The other is finding something you love. And you’ll know because you’ll start to lose sleep over it. You’ll be practicing, doing, making in your waking hours while dreaming in your sleeping hours when you finally put it aside late at night or early in the next morning. I guess the gap you really have to jump isn’t doing something you love, it’s finding what it is in the first place. Maybe you’ve already found it, in which case, congratulations. After that, it’s just a matter of repetition; do it and do it more. Every hour of working on that project will be a form of satisfaction that can’t fully be described.

For me, it let me fall asleep.

It all sounds so clichéd: do what you love! Of course you should. But it’s so easy now just to consume – in an age where there’s so much content we can sit back and just absorb endlessly. Find and make time to actually do, create.

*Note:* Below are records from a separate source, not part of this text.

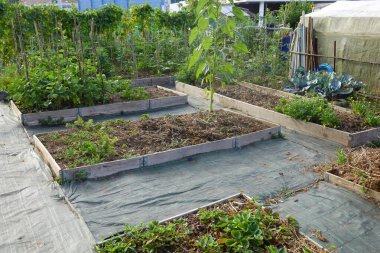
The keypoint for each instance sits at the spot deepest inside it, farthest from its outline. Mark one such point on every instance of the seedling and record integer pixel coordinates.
(80, 176)
(51, 122)
(145, 116)
(341, 157)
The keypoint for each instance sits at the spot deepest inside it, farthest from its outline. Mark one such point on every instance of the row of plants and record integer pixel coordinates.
(236, 225)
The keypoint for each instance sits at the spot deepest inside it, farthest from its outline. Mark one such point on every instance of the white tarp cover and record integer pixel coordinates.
(355, 26)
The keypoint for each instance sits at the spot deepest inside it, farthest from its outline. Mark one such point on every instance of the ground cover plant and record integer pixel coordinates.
(309, 109)
(236, 225)
(360, 165)
(87, 143)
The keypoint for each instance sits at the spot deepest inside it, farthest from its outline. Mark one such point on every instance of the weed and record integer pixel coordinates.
(208, 244)
(316, 110)
(375, 144)
(51, 122)
(341, 156)
(90, 144)
(145, 116)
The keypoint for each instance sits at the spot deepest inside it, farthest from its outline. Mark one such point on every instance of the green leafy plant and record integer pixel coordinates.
(245, 227)
(90, 144)
(316, 110)
(145, 116)
(291, 12)
(49, 121)
(212, 30)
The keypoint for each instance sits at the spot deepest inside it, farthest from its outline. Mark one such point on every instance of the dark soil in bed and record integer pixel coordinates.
(147, 136)
(214, 222)
(350, 122)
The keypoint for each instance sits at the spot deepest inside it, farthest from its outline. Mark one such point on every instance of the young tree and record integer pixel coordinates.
(215, 39)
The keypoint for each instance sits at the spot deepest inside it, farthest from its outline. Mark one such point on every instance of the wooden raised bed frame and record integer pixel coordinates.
(113, 167)
(312, 129)
(242, 195)
(32, 119)
(334, 179)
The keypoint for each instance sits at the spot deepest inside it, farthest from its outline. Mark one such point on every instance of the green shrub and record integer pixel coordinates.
(366, 110)
(316, 110)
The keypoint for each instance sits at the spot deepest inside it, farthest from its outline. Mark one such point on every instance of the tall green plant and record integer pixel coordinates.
(215, 41)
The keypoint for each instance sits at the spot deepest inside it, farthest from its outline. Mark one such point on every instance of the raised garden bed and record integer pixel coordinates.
(102, 149)
(233, 224)
(160, 97)
(260, 102)
(357, 170)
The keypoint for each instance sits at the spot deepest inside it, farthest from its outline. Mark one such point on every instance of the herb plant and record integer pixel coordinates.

And I’m being vague about “doing” because it literally could be anything, and there’s nothing that I or anybody else can say that determines what that thing will be for you. It doesn’t matter if people call you crazy for doing it, or if people call it meaningless, or if no one else even recognizes it as something of value. They cannot decide what makes you feel fulfilled. Learning how to sculpt? I say try it. Making a boatload of money? Go for it. Learning how to fly with a wingsuit? Do it. It’s something everyone has to find for themselves. All I can say is, keep your eyes open.

Find it, then do it. A lot.

Days and time go by really quickly when you’re busy, and that’s okay. Time is ultimately what makes everything possible…and our last enemy. There’s always something else you want to learn, something you want to do or make – but the fact is that life just isn’t long enough to accommodate for all of that. We can never make, learn, or experience everything we really want to. I guess part of the challenge is making the most out of that limitation, using the preciousness of every second, every bit of time we have here worth the most.

Life is pretty amazing because of the things we do with it, the things we create while we’re here.

The effort you put into anything in life, in his words, transcends death; transcends yourself.

Christopher Chen remembers an inspiration, Monty Oum (1981-2015).